Now pad in all the days that I didn’t play

year_summary <- plays_plus %>%
  pad %>%
  group_by(date, games.name) %>%
  summarise(total_mins = sum(plays.durationMin, na.rm = T),
            total_hours = round(total_mins /60, digits = 2)) 
## pad applied on the interval: day
year_summary$cum_hours <- cumsum(year_summary$total_hours)


dnd_compare <- year_summary

dnd_compare$dndYN <- ifelse(year_summary$games.name == "Dungeons & Dragons 5E", "D&D", "Other")

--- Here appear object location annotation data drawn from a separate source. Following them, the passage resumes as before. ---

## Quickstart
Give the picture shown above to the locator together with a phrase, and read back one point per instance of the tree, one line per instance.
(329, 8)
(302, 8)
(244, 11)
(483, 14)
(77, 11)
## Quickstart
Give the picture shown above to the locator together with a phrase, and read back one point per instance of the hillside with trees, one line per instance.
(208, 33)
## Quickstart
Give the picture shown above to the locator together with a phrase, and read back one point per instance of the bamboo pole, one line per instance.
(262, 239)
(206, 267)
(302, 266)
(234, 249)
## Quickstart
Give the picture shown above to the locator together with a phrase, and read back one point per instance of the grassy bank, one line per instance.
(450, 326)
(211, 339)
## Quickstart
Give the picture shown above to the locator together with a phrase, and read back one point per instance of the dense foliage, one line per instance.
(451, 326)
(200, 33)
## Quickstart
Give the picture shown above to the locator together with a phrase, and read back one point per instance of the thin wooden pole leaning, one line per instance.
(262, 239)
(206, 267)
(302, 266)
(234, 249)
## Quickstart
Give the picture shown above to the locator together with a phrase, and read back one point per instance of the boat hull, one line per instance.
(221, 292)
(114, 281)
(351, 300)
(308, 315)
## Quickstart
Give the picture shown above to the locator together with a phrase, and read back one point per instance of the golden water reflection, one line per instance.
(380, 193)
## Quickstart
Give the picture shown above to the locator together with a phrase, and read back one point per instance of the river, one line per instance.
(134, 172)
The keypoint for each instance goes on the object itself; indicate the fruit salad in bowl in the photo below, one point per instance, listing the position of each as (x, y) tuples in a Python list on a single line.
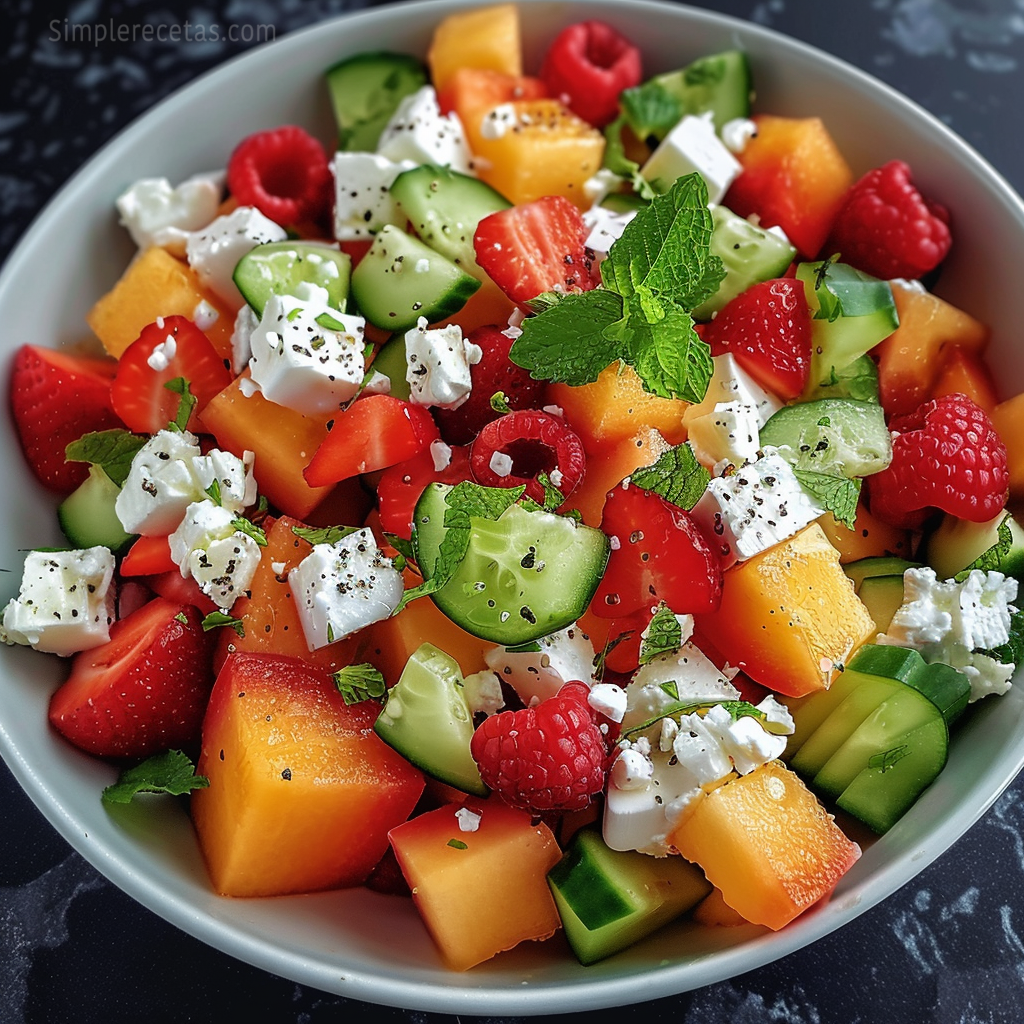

dnd_compare <- dnd_compare %>%
  group_by(date, dndYN) %>%
  summarise(total_hours = sum(total_hours)) %>%
mutate(cum_hours = cumsum(total_hours))



year_game_score <- year_summary %>%
  group_by(date) %>%
  summarise(total_hours = sum(total_hours, na.rm = T),
            game_score = total_hours / 8) %>%
  mutate(avail_hours = 10)
ggplot(data = year_game_score, aes(x = date, y = avail_hours, col = game_score)) +
  geom_bar(stat = "identity")

ggplot(data = year_summary, aes(x = date, y = cum_hours)) +
  geom_line()

ggplot(data = year_summary, aes(x = date, y = total_hours)) +
  geom_point(alpha = 0.2) +
  geom_smooth()
## `geom_smooth()` using method = 'loess' and formula 'y ~ x'

ggplot(data = year_summary, aes(x = "", y = total_hours)) +
  geom_boxplot()

ggplot(data = year_summary, aes(x = total_hours)) +
  geom_histogram()
## `stat_bin()` using `bins = 30`. Pick better value with `binwidth`.